Dave Johnson on open web technologies, social software and software development
« First blogs.sun.com... | Main | Couple of notes from... »
After a couple days of hacking with the Rome Fetcher and Velocity Texen, Planet Roller is born.
Planet Roller is currently a command-line line tool that reads a configuration file of newsfeed subscription data, then generates an aggegated weblog with an RSS feed, and an OPML listing of all subscriptions. It's essentially a Java version of Planet Planet. I've got it set up to run every 30 mintues. Yes, I'm aware that the RSS gets a warning on validation. No, I haven't added newsfeed autodiscovery yet. Yes, I stole David Edmondson's Planet Sun theme. No, I haven't done any testing on the OPML. Enough questions already! I need to get back to work.
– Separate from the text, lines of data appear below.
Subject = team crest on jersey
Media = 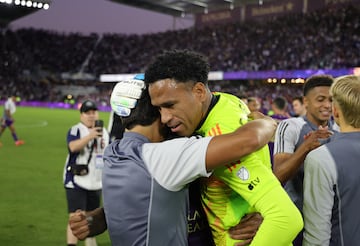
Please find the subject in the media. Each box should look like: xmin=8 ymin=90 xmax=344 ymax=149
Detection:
xmin=237 ymin=167 xmax=250 ymax=181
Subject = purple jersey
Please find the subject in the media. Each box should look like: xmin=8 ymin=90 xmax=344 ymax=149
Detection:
xmin=188 ymin=180 xmax=215 ymax=246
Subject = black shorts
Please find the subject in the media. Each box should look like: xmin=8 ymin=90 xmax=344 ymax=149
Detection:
xmin=65 ymin=188 xmax=101 ymax=213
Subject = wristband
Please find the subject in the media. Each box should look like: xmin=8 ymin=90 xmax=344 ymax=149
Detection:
xmin=111 ymin=96 xmax=137 ymax=109
xmin=86 ymin=215 xmax=93 ymax=226
xmin=111 ymin=104 xmax=131 ymax=117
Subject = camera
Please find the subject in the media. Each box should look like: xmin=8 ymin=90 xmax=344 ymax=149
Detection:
xmin=95 ymin=119 xmax=104 ymax=133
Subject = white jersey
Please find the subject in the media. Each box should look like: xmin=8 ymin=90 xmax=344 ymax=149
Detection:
xmin=3 ymin=98 xmax=16 ymax=119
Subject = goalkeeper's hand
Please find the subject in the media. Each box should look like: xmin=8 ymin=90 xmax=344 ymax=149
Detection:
xmin=110 ymin=79 xmax=145 ymax=116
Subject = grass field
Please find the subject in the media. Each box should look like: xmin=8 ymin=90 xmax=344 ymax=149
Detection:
xmin=0 ymin=106 xmax=111 ymax=245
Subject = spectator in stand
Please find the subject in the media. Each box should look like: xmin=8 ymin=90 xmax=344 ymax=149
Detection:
xmin=292 ymin=96 xmax=306 ymax=117
xmin=2 ymin=4 xmax=359 ymax=90
xmin=2 ymin=4 xmax=359 ymax=103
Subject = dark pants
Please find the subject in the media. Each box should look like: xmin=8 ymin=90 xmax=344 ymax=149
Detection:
xmin=65 ymin=188 xmax=101 ymax=213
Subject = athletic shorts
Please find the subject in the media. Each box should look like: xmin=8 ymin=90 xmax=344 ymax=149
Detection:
xmin=1 ymin=119 xmax=13 ymax=127
xmin=65 ymin=188 xmax=101 ymax=213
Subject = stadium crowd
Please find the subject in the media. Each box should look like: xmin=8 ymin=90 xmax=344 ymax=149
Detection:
xmin=0 ymin=3 xmax=358 ymax=111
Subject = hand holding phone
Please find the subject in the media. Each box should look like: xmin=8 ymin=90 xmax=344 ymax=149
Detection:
xmin=94 ymin=120 xmax=104 ymax=136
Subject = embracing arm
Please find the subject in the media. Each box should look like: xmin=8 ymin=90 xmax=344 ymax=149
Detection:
xmin=205 ymin=114 xmax=277 ymax=171
xmin=216 ymin=159 xmax=303 ymax=245
xmin=229 ymin=213 xmax=263 ymax=246
xmin=250 ymin=183 xmax=303 ymax=245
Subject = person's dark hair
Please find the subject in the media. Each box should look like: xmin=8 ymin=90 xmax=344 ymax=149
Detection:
xmin=238 ymin=94 xmax=247 ymax=100
xmin=121 ymin=89 xmax=160 ymax=130
xmin=303 ymin=74 xmax=334 ymax=96
xmin=110 ymin=113 xmax=125 ymax=140
xmin=292 ymin=96 xmax=303 ymax=104
xmin=272 ymin=96 xmax=287 ymax=110
xmin=144 ymin=49 xmax=210 ymax=86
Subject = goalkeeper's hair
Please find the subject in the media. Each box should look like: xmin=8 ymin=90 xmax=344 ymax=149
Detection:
xmin=145 ymin=49 xmax=210 ymax=87
xmin=121 ymin=88 xmax=160 ymax=130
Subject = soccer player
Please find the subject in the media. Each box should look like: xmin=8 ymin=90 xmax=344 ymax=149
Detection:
xmin=273 ymin=74 xmax=338 ymax=245
xmin=145 ymin=49 xmax=303 ymax=245
xmin=0 ymin=95 xmax=24 ymax=147
xmin=302 ymin=75 xmax=360 ymax=245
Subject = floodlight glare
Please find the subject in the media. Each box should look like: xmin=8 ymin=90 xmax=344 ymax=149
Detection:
xmin=0 ymin=0 xmax=51 ymax=9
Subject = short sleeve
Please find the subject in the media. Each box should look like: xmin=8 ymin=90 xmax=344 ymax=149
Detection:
xmin=274 ymin=119 xmax=300 ymax=154
xmin=142 ymin=136 xmax=213 ymax=191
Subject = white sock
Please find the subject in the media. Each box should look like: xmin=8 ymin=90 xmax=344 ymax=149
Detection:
xmin=85 ymin=237 xmax=97 ymax=246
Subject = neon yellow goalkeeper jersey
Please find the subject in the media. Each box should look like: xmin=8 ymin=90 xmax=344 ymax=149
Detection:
xmin=196 ymin=92 xmax=303 ymax=246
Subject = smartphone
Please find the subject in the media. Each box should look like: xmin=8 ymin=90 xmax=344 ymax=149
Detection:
xmin=95 ymin=120 xmax=104 ymax=133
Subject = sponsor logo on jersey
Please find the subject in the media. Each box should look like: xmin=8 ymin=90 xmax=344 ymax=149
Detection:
xmin=237 ymin=166 xmax=250 ymax=181
xmin=248 ymin=177 xmax=260 ymax=190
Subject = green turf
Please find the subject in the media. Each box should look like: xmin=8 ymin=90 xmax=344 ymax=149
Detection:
xmin=0 ymin=106 xmax=111 ymax=245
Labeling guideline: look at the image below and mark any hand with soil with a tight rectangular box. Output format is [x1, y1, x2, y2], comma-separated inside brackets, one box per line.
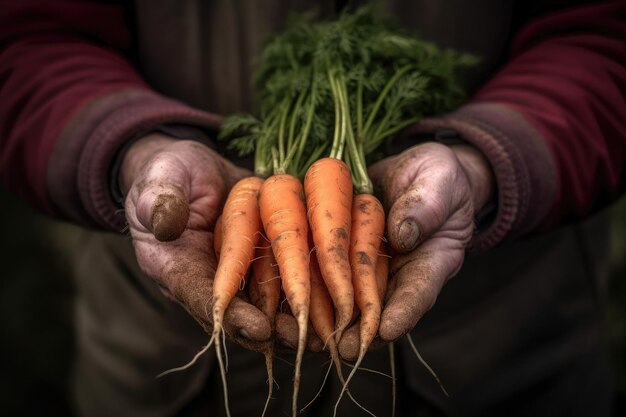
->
[120, 133, 272, 347]
[338, 142, 495, 359]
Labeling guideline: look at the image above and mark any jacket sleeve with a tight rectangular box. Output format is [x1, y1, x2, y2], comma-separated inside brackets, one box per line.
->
[0, 0, 222, 232]
[411, 0, 626, 251]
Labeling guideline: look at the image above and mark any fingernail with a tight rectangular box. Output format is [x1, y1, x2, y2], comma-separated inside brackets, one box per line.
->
[151, 194, 189, 242]
[398, 219, 419, 251]
[238, 328, 251, 339]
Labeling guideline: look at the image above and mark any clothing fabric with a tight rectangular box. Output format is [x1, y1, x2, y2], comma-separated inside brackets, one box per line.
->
[0, 0, 623, 416]
[1, 0, 625, 244]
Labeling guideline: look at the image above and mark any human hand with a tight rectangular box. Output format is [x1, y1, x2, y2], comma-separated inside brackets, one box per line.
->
[120, 133, 272, 347]
[339, 142, 495, 359]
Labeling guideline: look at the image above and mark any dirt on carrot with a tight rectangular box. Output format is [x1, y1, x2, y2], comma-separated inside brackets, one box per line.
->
[305, 158, 354, 342]
[259, 173, 311, 417]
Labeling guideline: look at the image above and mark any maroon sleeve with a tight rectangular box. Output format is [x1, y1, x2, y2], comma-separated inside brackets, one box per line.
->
[0, 1, 222, 231]
[411, 0, 626, 250]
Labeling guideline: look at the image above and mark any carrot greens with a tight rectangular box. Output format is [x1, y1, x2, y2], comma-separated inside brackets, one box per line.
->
[219, 6, 475, 190]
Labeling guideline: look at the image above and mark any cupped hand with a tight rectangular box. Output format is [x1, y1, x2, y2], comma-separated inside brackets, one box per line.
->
[339, 142, 494, 359]
[121, 133, 272, 347]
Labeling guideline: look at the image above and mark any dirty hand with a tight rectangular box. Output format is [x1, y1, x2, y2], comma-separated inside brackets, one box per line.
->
[339, 142, 495, 359]
[120, 133, 271, 346]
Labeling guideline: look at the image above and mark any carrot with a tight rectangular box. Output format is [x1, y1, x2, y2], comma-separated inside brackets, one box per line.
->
[304, 157, 354, 340]
[259, 173, 310, 417]
[248, 242, 281, 417]
[376, 243, 390, 303]
[213, 215, 223, 259]
[309, 251, 342, 369]
[248, 243, 281, 321]
[211, 176, 264, 417]
[334, 193, 385, 416]
[216, 225, 281, 417]
[305, 251, 375, 416]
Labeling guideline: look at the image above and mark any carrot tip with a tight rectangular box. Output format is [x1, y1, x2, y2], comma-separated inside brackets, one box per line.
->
[156, 335, 215, 378]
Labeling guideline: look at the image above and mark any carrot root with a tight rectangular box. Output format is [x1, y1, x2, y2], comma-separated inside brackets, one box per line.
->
[260, 349, 274, 417]
[156, 336, 215, 378]
[249, 242, 281, 417]
[406, 332, 449, 397]
[211, 176, 264, 417]
[259, 174, 311, 417]
[333, 193, 385, 416]
[305, 158, 354, 340]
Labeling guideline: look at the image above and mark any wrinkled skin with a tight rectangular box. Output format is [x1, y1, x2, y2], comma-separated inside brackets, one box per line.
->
[121, 133, 272, 348]
[337, 142, 495, 359]
[275, 142, 495, 358]
[122, 134, 494, 357]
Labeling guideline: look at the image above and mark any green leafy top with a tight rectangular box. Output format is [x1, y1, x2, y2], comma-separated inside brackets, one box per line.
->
[218, 5, 477, 193]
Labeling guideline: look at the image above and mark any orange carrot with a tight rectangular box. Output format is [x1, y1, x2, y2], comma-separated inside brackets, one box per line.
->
[350, 194, 384, 346]
[213, 215, 223, 259]
[211, 176, 264, 417]
[309, 251, 341, 364]
[248, 242, 281, 417]
[305, 251, 374, 416]
[249, 243, 281, 320]
[212, 176, 263, 331]
[334, 193, 385, 416]
[304, 157, 354, 340]
[376, 243, 390, 303]
[259, 173, 310, 417]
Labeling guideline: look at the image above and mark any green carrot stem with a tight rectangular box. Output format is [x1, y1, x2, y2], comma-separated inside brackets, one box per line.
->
[356, 78, 363, 141]
[336, 75, 372, 194]
[254, 112, 280, 177]
[361, 64, 412, 139]
[328, 71, 345, 160]
[287, 91, 306, 151]
[368, 103, 397, 146]
[277, 100, 289, 166]
[280, 134, 302, 175]
[364, 116, 422, 154]
[295, 68, 318, 166]
[298, 143, 329, 179]
[271, 147, 282, 174]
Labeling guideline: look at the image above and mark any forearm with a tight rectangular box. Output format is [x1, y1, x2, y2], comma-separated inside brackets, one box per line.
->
[409, 0, 626, 249]
[0, 1, 223, 232]
[475, 0, 626, 226]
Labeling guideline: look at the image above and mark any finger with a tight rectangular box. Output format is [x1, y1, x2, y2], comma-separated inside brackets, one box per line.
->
[379, 238, 464, 342]
[337, 322, 360, 360]
[275, 313, 324, 352]
[224, 297, 273, 348]
[337, 321, 388, 361]
[174, 260, 271, 342]
[385, 169, 452, 253]
[136, 238, 272, 343]
[132, 155, 192, 241]
[371, 144, 464, 253]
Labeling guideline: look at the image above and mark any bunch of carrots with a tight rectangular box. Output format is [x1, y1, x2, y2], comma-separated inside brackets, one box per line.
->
[213, 156, 385, 417]
[164, 6, 474, 417]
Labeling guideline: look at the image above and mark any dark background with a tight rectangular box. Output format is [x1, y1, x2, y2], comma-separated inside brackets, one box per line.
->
[0, 185, 624, 416]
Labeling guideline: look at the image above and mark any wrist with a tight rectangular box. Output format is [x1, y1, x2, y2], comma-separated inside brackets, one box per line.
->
[451, 144, 496, 212]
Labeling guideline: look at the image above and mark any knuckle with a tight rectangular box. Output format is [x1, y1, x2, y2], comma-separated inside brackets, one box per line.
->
[422, 194, 448, 226]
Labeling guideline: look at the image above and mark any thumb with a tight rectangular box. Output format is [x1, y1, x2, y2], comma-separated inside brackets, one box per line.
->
[386, 173, 451, 253]
[369, 143, 465, 254]
[131, 154, 191, 242]
[135, 183, 190, 242]
[121, 136, 193, 242]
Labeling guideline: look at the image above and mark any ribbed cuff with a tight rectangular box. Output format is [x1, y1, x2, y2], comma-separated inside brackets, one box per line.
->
[47, 89, 223, 232]
[405, 102, 557, 251]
I'll be adding a couple more details to this post as the night progresses.
OK, I'm back. Did I mention that Planet Roller is a community aggregator, a "A Community Aggregator is a portal-like web application that displays weblog posts from a group of closely related but separately hosted weblogs and provides synthetic newsfeeds so that readers may subscribe to the group as a whole."
Configuring Planet Roller
Currently, Planet Roller is just a simple command-line tool that is designed to run as a scheduled task. It reads a list of newsfeed subscriptions from an XML file, as shown below. Eventually, there will also be a UI for Planet Roller so that you don't have to shell into to a server and edit an XML file to add and delete subscriptions.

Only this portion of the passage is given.